El magistrado José Ricardo de Prada ha comunicado al inicio de la sesión que Pujol no puede ser juzgado, al no poder ejercer su derecho fundamental a la defensa. Esta resolución supone que el expresidente queda fuera del procedimiento en el que la Fiscalía Anticorrupción solicitaba para él hasta nueve años de prisión por presuntos delitos de asociación ilícita y blanqueo de capitales.

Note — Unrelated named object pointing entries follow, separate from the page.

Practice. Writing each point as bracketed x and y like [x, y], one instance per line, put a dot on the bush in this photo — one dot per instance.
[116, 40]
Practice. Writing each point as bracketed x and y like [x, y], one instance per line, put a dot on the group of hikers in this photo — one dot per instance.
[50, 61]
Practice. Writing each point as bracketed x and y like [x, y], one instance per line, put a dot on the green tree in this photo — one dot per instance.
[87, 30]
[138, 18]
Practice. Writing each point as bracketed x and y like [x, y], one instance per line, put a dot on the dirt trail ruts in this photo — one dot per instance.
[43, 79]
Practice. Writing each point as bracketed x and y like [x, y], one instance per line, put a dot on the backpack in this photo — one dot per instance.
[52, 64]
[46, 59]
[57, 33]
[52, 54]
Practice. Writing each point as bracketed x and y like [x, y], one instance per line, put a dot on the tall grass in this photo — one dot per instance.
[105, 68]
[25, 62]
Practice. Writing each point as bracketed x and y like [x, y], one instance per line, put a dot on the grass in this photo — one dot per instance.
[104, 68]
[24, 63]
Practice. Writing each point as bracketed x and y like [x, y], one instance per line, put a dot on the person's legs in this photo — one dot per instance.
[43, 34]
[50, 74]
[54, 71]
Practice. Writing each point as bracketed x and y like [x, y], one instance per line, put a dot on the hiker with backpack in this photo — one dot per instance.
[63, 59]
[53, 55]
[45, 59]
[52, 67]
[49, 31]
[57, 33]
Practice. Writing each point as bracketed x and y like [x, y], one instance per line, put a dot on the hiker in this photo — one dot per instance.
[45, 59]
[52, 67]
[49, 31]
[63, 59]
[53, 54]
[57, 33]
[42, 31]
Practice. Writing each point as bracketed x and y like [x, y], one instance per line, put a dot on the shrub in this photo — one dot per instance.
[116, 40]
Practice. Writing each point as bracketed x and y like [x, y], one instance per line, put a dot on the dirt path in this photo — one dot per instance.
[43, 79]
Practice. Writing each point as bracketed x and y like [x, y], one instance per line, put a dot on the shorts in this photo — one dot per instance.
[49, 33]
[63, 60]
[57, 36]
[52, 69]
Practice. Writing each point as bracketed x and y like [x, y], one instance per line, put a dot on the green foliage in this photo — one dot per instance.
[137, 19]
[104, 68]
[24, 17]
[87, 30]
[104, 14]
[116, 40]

El proceso judicial, iniciado el 24 de noviembre de 2025, ya había puesto en duda la capacidad de Pujol para participar, después de que informes médicos previos apuntaran a un trastorno neurocognitivo compatible con alzheimer. En un primer momento se le permitió seguir el juicio desde su domicilio en Barcelona, pero el tribunal optó finalmente por una evaluación presencial para tomar una decisión definitiva.
Con la salida de Jordi Pujol, el juicio continúa con el resto de acusados, entre ellos su hijo mayor, Jordi Pujol Ferrusola, para quien la Fiscalía solicita una pena de hasta 29 años de cárcel. La investigación se centra en una presunta trama familiar de enriquecimiento ilícito durante décadas, vinculada al cobro de comisiones a cambio de adjudicaciones públicas.